I’m still not too sure about this blogging thing, but I’ve discovered that people I don’t even know have been reading my blogs.  Not only reading them, but they’re liking them, too!  This is more than a little scary to me; however, it’s got a certain level of excitement to it I never anticipated.  My words are getting out there.  There seems to be some connection being made that I find so hard to make in my day-to-day, face-to-face communications.  Which inside me is stronger, the fear or the excitement?  What am I going to do, run to hide or throw my closet wide?  I don’t know.  Am I thrilled or chilled?  Do I finally have the guts to grab what I’ve always wanted, even though the faces are anonymous?  Mine is anonymous, too.  Will I have the fortitude to one day place my face squarely in the center of the page as Rune Believer, or will I use the name my parents gave me?  I’m doubting I’ll use my given name.  It’s not the one that fits me.  Some day I may learn the truth of who I am.  If I do, that will be the name I legally give myself.  Being named after two grandmothers I didn’t know isn’t a name I should have.  It’s definitely not who I am.

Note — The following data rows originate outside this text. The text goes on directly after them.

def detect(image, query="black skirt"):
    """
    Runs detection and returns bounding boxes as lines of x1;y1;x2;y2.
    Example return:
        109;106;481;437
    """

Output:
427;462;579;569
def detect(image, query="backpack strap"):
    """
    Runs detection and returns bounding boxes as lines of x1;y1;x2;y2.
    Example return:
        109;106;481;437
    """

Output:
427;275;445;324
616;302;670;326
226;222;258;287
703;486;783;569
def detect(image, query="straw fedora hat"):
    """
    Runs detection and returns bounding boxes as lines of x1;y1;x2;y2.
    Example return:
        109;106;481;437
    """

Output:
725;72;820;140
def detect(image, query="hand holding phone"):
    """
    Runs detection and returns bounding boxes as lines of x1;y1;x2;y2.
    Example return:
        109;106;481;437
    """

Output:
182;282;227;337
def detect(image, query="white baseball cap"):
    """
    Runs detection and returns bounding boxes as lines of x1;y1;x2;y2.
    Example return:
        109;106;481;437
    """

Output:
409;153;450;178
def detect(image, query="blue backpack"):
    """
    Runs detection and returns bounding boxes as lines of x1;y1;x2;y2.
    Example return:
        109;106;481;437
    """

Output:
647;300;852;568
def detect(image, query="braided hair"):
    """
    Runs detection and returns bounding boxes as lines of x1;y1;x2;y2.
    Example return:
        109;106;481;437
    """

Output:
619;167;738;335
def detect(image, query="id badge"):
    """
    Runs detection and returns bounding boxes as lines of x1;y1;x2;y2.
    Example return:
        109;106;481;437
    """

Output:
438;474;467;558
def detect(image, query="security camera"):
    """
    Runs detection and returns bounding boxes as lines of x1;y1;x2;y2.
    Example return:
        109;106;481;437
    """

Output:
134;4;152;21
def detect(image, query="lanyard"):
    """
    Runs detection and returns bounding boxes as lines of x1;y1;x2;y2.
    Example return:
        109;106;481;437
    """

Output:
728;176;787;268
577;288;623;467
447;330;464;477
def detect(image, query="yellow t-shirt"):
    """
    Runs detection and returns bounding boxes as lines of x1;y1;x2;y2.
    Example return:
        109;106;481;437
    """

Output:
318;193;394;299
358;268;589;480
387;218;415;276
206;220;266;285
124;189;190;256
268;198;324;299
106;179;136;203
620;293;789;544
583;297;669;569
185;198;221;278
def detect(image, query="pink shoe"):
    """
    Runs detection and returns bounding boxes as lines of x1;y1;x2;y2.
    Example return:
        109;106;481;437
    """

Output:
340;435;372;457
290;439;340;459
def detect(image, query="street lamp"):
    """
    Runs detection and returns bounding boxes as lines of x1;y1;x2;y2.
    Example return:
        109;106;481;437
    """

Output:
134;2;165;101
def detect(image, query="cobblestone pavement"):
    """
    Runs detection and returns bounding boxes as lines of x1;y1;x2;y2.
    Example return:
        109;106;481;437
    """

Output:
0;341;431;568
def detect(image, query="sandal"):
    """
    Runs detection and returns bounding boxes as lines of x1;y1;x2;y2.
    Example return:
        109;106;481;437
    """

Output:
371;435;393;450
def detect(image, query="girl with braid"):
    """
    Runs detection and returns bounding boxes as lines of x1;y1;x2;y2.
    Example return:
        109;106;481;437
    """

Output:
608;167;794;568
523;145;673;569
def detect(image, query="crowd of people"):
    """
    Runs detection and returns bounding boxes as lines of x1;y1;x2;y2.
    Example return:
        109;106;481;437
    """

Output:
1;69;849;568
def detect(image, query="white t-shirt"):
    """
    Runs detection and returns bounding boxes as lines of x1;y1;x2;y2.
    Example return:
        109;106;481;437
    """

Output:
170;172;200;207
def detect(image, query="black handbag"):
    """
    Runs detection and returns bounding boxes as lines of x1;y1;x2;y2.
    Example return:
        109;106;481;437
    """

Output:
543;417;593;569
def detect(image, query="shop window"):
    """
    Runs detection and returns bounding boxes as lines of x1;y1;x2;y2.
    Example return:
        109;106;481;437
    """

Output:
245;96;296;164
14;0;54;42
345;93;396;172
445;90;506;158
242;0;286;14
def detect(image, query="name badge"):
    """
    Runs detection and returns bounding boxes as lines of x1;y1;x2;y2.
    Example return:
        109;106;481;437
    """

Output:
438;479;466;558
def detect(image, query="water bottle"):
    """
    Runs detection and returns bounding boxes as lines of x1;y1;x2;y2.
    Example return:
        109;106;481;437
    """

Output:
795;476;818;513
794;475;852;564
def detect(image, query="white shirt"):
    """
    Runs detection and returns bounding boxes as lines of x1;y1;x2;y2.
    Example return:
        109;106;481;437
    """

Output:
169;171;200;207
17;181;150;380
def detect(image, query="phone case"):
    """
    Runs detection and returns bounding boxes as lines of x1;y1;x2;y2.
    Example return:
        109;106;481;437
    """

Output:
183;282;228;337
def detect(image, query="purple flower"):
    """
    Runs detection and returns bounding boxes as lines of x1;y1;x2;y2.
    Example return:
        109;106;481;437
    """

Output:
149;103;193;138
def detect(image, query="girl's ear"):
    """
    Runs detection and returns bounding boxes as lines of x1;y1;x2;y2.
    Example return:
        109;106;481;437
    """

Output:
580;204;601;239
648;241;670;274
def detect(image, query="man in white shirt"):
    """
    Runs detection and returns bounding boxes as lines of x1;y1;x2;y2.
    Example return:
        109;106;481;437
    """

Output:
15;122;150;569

It occurs to me that all of this rumination about names and who I am doesn’t help you, my few readers, to know me any better, so I should probably stop that now.  The way I see it, we’ll make that discovery together…if you stay.  If you leave, oh, well.  Your journey with me wasn’t meant to be a long one.  If you stay, will we go down the rabbit hole to discovery or Ragnarok?

Rabbit holes…you just never know where they’re going to go!  Happy, Happy, Joy, Joy!